As he does in every one of his letters, after he is done making the necessary theological arguments, St. Paul closes with something that Scripture scholars refer to as the “paraneses.” He exhorts or counsels the community to action. In the Letter to the Colossians, he really hits full throttle and gives us an exhaustive list of “garments” that we are to put on: heartfelt compassion, kindness, humility, gentleness, patience, forgiveness, and gratitude.
However the key words come at the very beginning of the reading. He tells us that we are God’s chosen ones. These attitudes are simply an expectation of whom we claim to be. If we know who we are, then we must act accordingly.

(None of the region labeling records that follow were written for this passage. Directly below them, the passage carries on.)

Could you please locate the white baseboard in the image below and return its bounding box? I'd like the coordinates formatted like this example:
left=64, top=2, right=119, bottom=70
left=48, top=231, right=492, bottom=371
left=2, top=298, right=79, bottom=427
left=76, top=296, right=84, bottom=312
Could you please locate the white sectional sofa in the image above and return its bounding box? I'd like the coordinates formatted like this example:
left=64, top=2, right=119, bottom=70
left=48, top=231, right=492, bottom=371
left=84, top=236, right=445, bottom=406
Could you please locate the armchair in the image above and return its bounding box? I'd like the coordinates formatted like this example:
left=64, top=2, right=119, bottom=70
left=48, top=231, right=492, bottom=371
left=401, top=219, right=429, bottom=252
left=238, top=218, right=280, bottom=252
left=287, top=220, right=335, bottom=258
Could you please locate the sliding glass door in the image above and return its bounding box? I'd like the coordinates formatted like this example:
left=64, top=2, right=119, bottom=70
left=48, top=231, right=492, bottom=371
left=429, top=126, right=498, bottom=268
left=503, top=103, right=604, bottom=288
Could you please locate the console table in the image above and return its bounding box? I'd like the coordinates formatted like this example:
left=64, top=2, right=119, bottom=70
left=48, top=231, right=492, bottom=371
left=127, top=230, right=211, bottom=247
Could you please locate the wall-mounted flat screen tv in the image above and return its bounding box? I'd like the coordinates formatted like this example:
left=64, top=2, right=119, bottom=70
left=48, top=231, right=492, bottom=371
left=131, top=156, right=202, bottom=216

The Gospel for today puts the same expectations on us. Today’s passage is taken from the section of the Gospel known as the Sermon on the Plain. We have heard much the same thing in the Sermon on the Mount from St. Matthew’s Gospel. St. Luke deliberately brings Jesus down from the mountain where he had been praying and places him on the plain, not speaking from above but on the same level as the crowd. This is typical of St. Luke’s Gospel who portrays Jesus as the personification of God’s compassion toward us.
There is one very telling difference in these two sermons. Where St. Matthew asks us to be perfect as the Heavenly Father is perfect, St. Luke asks us to be merciful as our Father is merciful. God’s perfection is exemplified in mercy. It is, perhaps, the most telling difference between God’s perfection and our imperfection. God acts with compassion while we find it so hard to forgive.